British Airways faces $547 million in fines from UK and U.S. regulators.
Arch rival Virgin Atlantic Airways blew the whistle on BA last year after individuals at the two carriers discussed proposed changes to fuel surcharges for long flights.
Virgin won immunity in the UK, where the Office of Fair Trading (OFT) fined BA 121.5 million pounds in the OFT's biggest-ever civil penalty.
The U.S. Department of Justice fined BA $300 million (£148 million) as part of a wider investigation that also resulted in a fine for Korean Air Lines and notice that Virgin and Germany's Lufthansa would have to pay restitution to customers. Watch how rivals were thick as thieves »
"This resolves the OFT's and the DoJ's (U.S. Department of Justice) investigation of British Airways," BA said in a statement to the London Stock Exchange.
Virgin was not available for immediate comment.
The fines, already the biggest in BA's history, could have been higher if the airline had not admitted wrongdoing.
"Had BA not made admissions and cooperated from the outset, they would have been fined many millions of pounds more ... tens of millions of pounds," OFT director of cartel operations Simon Williams said in a telephone interview with Reuters.

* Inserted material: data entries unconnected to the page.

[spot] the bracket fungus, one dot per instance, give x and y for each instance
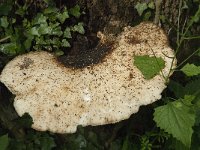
(60, 98)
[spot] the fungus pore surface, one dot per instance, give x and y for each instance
(60, 98)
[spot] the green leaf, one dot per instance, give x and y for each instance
(79, 28)
(177, 118)
(50, 10)
(141, 7)
(24, 122)
(47, 143)
(59, 53)
(177, 89)
(63, 16)
(147, 15)
(28, 42)
(65, 43)
(75, 11)
(4, 141)
(4, 22)
(5, 9)
(57, 31)
(149, 66)
(8, 48)
(20, 11)
(67, 33)
(191, 70)
(44, 29)
(34, 31)
(39, 19)
(151, 5)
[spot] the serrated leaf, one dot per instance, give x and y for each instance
(192, 88)
(75, 11)
(177, 89)
(141, 7)
(79, 28)
(4, 22)
(149, 66)
(191, 70)
(4, 141)
(177, 118)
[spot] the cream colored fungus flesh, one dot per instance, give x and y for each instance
(60, 98)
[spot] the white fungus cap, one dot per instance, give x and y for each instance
(59, 98)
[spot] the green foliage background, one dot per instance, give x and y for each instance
(171, 123)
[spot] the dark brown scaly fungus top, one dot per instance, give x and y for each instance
(60, 98)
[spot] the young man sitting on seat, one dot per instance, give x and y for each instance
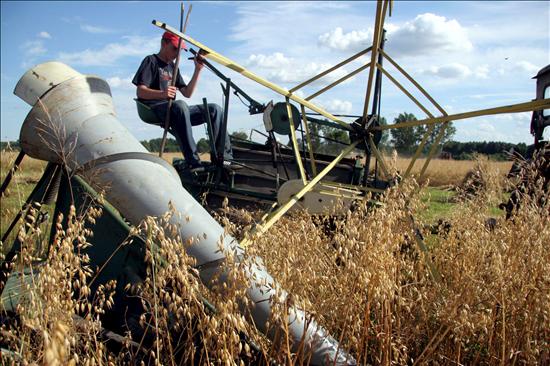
(153, 79)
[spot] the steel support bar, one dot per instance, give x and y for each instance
(414, 82)
(514, 108)
(405, 91)
(436, 143)
(214, 56)
(270, 219)
(379, 157)
(419, 150)
(343, 78)
(318, 76)
(308, 140)
(295, 142)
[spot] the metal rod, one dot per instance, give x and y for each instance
(405, 91)
(414, 82)
(419, 150)
(295, 143)
(379, 157)
(270, 219)
(514, 108)
(379, 24)
(309, 144)
(11, 172)
(343, 78)
(433, 148)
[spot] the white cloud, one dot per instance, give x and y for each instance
(121, 83)
(31, 51)
(354, 40)
(44, 35)
(282, 69)
(95, 29)
(274, 61)
(451, 71)
(33, 48)
(527, 67)
(338, 106)
(110, 54)
(427, 33)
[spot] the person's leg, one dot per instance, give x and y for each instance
(180, 128)
(196, 113)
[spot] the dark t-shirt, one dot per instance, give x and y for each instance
(156, 74)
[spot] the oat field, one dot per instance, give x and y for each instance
(479, 295)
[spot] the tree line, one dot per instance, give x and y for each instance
(329, 140)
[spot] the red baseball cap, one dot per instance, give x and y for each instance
(174, 39)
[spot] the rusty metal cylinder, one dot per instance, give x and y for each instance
(73, 121)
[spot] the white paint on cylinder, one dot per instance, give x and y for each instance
(83, 123)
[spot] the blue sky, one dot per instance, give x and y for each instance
(468, 55)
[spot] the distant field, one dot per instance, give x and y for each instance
(440, 173)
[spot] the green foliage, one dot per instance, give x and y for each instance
(154, 145)
(406, 140)
(494, 149)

"This is the largest civil fine ever imposed by the OFT," he said, adding that he hoped it would serve as a deterrent and encourage businesses to come forth with information before their rivals do. "Businesses up and down Britain have to ask themselves some very hard questions."

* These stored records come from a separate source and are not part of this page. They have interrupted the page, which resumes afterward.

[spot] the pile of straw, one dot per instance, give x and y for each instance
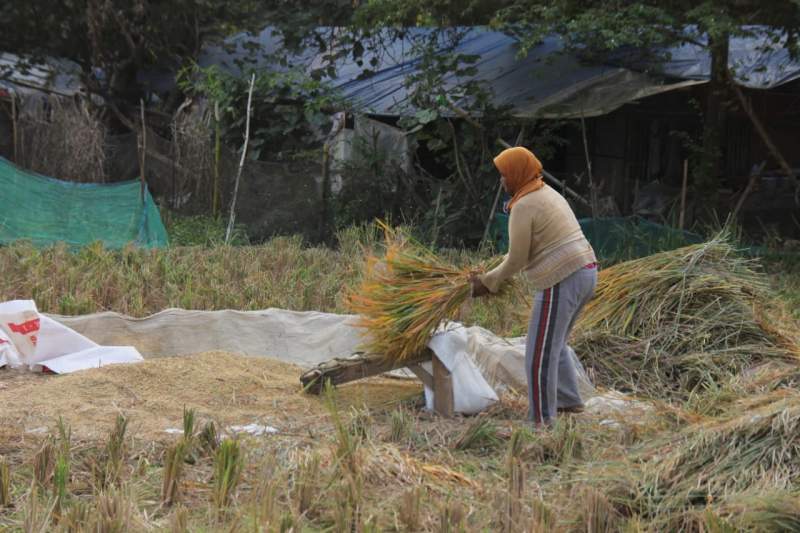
(669, 323)
(719, 461)
(406, 295)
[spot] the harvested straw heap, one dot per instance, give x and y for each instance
(406, 295)
(745, 464)
(669, 323)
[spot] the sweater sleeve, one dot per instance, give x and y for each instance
(519, 245)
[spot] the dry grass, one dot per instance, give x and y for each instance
(231, 389)
(65, 140)
(722, 459)
(283, 273)
(668, 324)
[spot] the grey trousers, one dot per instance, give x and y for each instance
(550, 363)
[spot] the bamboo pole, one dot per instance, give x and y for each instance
(142, 152)
(217, 156)
(232, 217)
(463, 114)
(762, 131)
(14, 127)
(684, 185)
(592, 191)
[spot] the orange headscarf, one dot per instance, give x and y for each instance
(522, 170)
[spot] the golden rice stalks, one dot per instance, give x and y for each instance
(406, 295)
(666, 324)
(755, 449)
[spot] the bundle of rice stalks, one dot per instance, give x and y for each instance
(666, 324)
(406, 295)
(754, 451)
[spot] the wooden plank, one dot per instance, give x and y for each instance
(341, 371)
(442, 389)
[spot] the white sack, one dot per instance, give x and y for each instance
(40, 342)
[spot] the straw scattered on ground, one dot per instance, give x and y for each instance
(229, 388)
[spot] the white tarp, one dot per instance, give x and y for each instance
(28, 339)
(482, 363)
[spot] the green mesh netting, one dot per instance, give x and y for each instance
(44, 211)
(615, 239)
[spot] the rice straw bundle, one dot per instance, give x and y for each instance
(754, 450)
(665, 324)
(406, 295)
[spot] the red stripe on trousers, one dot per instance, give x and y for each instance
(537, 355)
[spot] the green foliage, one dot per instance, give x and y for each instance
(227, 472)
(202, 230)
(122, 37)
(289, 108)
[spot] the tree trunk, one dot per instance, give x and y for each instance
(711, 164)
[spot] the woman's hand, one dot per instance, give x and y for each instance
(478, 288)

Two senior BA executives quit last October after being linked to the investigation and in May BA set aside £350 million as a provision for possible fines.
BA said it expected that provision to cover the fines and any impact from a separate, widespread probe of the airline industry regarding cargo fuel surcharges which also involve authorities in Europe, Canada, Australia, South Africa and New Zealand.
Analysts said the UK fine was in line with expectations, given the provision already taken, and noted BA could have fared far worse.
"The fine is less than the maximum 10 percent of revenue (£850 million) that could have been imposed," said Citigroup analyst Andrew Light in a research note that carried a 580 pence target price for BA and a "Buy/High Risk" investment rating.
"This news is already fully priced in," he said.
The price fixing related to surcharge increases which took place from 2004 until 2006.
Fuel surcharges soared from £5 to £60 per ticket on typical BA or Virgin long return flights during the period, but BA Chief Executive Willie Walsh defended the rises, which came as crude oil prices surged.
"I want to reassure our passengers that they were not overcharged," he said.
BA said both the OFT and the U.S. Department of Justice would continue with criminal investigations into the conduct of individuals involved.